As you have not responded to the previous EXTREMELY URGENT request for reassurance, the DMH system must now assume that China has successfully disabled all input to the US Department of Defense computer systems, in advance of launching a nuclear attack. Therefore, in 60 seconds' time, strategic missiles with nuclear warheads will be automatically, simultaneously and irrevocably launched against the 400 targets in China that you have already predetermined, in order to neutralize any further threat from that country.

If this is NOT your intention, you MUST countermand by pressing any key NOW.

In mounting panic, the President pressed key after key. All that happened is that the message kept reappearing, word for word the same, except that the reference to 60 seconds was progressively replaced by references to shorter and shorter times.
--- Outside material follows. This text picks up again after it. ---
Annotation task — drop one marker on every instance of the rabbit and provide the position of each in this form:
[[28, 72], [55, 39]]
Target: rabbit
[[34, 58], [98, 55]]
The President struck his red emergency button, and Dr Goldstein’s emergency telephone rang again. He was asleep and drunk. Not that he would have had time to do anything about it.

And nation rose against nation, and kingdom against kingdom.

As the arsenal launched automatically and gained height over the west coast of the United States, the world below bore an eerie calm as though everything were blissfully normal. A couple of women worked at a mill, grinding meal. A couple of men worked in a field. The cattle and the horses grazed unperturbed. And the sheep, and the goats.

As the missiles began to spread out over the East China Sea, their onboard computer systems compiled their reports that they would radio back to the Pentagon. The first one read as follows:

Nuclear warhead #374 will be detonated in approximately 120 seconds.
07:31 Eastern Time, 2 January 2000
12:31 UTC, 2 January 1900
Irrecoverable system error, date conflict.
Mission aborted.
Payload jettisoned.

Irrecoverable system error, date conflict. One hundred years out. Again. And so the mission was aborted, the payload was jettisoned, and the missile with its 50‑megaton hydrogen bomb fell harmlessly into the sea off the eastern coast of China. And so did the 399 others, and all for the same reason, and all after transmitting similar messages. And one by one they sank slowly and safely to the ocean bed, like so many leaden albatrosses.

In Scotland it was indeed 12:31 Universal Coordinated Time on 2 January, but the year was 2000, not 1900. Young Martin hung on every word of the preacher’s conclusion:

“See ye not all these things? Be on your guard then, for no man knoweth the day and the hour.”

And over the East China Sea there unfurled the most beautiful rainbow that God’s Creation had ever seen.